View Full Version : A blade of blood [Love poem]
Hatsune Miku
October 25th, 2009, 09:19 PM
A bloody blade for you, my love
See just what I'll do for you
Slay our enemies
Those who would dare keep us apart
Keep us from our happiness
A bloody blade for you, my love
Look at our blood-stained hands
An oath to each other
We will have forever.
A bloody blade for you, my love
I hope you like this symbol
I will always protect you
Whatever wipes the smile from your face
I will obliterate
A bloody blade for you, my love
Who cares about eternal damnation?
I have my heaven with you
The only possible hell
Is anywhere you aren't
A bloody blade for you, my love
Won't you tell me you love me?
Critiques are welcome
Origami
October 25th, 2009, 10:42 PM
I hate to say it but the flow in this piece is less than good. I see what you're getting at, and I can see how you're trying to model it like BFMV and Slipknot. But the absence of flow killed this piece. :/
Flow Flow Flow! Flow (+emotion) is everything in a poem.
deadpie
October 25th, 2009, 11:50 PM
Hell yeah, this rocks my socks.
"A bloody blade for you, my love
Who cares about eternal damnation?
I have my heaven with you
The only possible hell
Is anywhere you aren't" - that part is my fav.
Hatsune Miku
October 26th, 2009, 12:32 AM
I hate to say it but the flow in this piece is less than good. I see what you're getting at, and I can see how you're trying to model it like BFMV and Slipknot. But the absence of flow killed this piece. :/
Flow Flow Flow! Flow (+emotion) is everything in a poem.
What do you mean? Im not trying to model it like BFMV or slipknot. They have nothing to do with this poem.
Anyways, whats wrong with the flow? I don't really see any breaks in the flow. I just wanna know so i don't make the same mistake :D
Origami
October 26th, 2009, 06:08 AM
My mistake, I just know a lot of Slipknot's lyrics are like this.
But as for flow, there are 2 ways to optimize it.
1.Syllables. This is also the "beat" or "rhythm" of a poem. Keeping syllable count even, but better close than equal, will make it sound better and more "evenly." Word count is a poor substitute, but it works.
2.Punctuation. Comma! Semicolon! These marks do not stop an idea, but instead slow them down and combine them. Both can combine whole sentences and a comma can be used to add detail.
Hatsune Miku
October 26th, 2009, 06:38 AM
My mistake, I just know a lot of Slipknot's lyrics are like this.
But as for flow, there are 2 ways to optimize it.
1.Syllables. This is also the "beat" or "rhythm" of a poem. Keeping syllable count even, but better close than equal, will make it sound better and more "evenly." Word count is a poor substitute, but it works.

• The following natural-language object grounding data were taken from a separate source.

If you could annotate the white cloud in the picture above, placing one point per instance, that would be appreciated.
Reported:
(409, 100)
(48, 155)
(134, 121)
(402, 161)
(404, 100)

2.Punctuation. Comma! Semicolon! These marks do not stop an idea, but instead slow them down and combine them. Both can combine whole sentences and a comma can be used to add detail.
What if its free verse?
Origami
October 26th, 2009, 02:50 PM
Flow is MORE important in free-verse since it doesn't have the upbeat of rhyming to support it.
Hatsune Miku
October 26th, 2009, 03:15 PM
Flow is MORE important in free-verse since it doesn't have the upbeat of rhyming to support it.
True
Origami
October 26th, 2009, 05:49 PM
Don't get me wrong, the meaning is great, just needs better flow.
Maybe you should study Slipknot after all. They have great flow and wonderous vocabulary.
Hatsune Miku
October 26th, 2009, 09:52 PM
Maybe you should study Slipknot after all. They have great flow and wonderous vocabulary.
Wow...That surprised me. Most people think slipknot has horrible flow and vocabulary. Anyways, Thanks for letting me know. I'll work on the flow next time
Origami
October 29th, 2009, 01:53 AM
Yes, most people do, but then again, to most people it sounds like "ajmxtwnjuptkhkad."
Lol, no one really goes to read the lyrics.
nick
October 29th, 2009, 05:47 AM
I agree with Orb!tal really. I like the meaning and thought in the poem but it needs rhythm.